Hey there,
There are several ways to go about this and what you choose will likely depend on your broker. For example, you'll want to keep trading fees as low as possible. So, if you are with a broker like RBC Direct Investing (like I am) where trades are as high as $9.99 per trade, you'll want to likely accumulate enough cash to invest to keep your fees low. I've always operated under the premise that I won't buy unless fees are below 1%, which meant buying in chunks of $1K plus.
However, today investors have access to platforms like Wealthsimple Trade which have NO trading fees. That opens up the possibility of putting that $100 to work immediately instead of waiting. That is a very good option for new investors or those who have limited funds to invest. You can buy 10 shares at $10 or 1 share at $100 and there would be no fees...so it doesn't really matter when you buy. This would likely be the best course of action.

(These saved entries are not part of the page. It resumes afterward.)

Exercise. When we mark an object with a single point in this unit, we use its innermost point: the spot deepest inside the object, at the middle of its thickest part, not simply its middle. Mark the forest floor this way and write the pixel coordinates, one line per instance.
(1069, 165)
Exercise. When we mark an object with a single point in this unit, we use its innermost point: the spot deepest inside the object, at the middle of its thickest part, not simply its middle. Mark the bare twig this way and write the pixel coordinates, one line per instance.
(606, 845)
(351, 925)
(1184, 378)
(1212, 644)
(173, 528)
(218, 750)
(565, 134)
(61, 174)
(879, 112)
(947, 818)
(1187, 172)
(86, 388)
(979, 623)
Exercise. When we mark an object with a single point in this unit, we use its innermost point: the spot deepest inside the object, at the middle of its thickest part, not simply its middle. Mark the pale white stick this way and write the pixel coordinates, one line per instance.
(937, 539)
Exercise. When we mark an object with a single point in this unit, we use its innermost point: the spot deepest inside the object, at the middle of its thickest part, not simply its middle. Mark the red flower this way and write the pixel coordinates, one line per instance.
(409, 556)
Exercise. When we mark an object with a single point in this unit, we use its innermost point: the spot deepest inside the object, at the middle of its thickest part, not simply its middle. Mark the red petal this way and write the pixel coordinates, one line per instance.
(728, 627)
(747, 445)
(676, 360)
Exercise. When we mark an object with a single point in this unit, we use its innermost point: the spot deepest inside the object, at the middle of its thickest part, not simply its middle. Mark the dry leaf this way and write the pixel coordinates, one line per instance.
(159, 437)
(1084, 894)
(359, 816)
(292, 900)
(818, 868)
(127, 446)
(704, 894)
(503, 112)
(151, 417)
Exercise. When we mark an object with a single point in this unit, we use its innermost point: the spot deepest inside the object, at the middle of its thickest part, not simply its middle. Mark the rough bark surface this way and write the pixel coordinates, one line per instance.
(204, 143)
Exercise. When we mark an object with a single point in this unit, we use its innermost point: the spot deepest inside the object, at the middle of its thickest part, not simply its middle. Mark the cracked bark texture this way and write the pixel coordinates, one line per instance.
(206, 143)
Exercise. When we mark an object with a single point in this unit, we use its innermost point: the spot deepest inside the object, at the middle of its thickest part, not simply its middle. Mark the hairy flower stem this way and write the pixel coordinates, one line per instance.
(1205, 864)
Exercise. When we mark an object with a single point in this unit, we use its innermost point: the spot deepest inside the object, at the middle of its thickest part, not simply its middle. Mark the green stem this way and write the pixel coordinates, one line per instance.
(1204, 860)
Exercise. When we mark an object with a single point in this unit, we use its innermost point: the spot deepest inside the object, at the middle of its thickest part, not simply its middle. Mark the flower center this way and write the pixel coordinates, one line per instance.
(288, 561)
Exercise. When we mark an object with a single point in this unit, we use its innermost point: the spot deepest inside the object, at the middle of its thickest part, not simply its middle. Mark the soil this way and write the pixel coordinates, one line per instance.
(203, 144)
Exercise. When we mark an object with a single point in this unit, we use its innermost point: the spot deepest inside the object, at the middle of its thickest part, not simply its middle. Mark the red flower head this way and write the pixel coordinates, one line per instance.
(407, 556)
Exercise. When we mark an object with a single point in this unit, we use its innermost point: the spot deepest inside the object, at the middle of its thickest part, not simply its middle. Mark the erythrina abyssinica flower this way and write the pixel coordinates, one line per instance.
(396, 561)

The last thing I'll say is share price does NOT matter. Never focus on cheaper shares regardless of how much you have to invest. a $100 stock can grow just as fast as a $1 stock - the price of a stock has zero bearing on its performance. It all comes down to fundamentals, so never focus on price - it is irrelevant on its own. Unfortunately, investors often confuse price with value and that is far from the case - there is no correlation between price and value. In other words, just because a stock is $1 doesn't make it a better value (or cheaper) than a $100 stock. In fact, that $1 may actually be expensive and the $100 cheap - so again, it all comes down to company performance and fundamentals.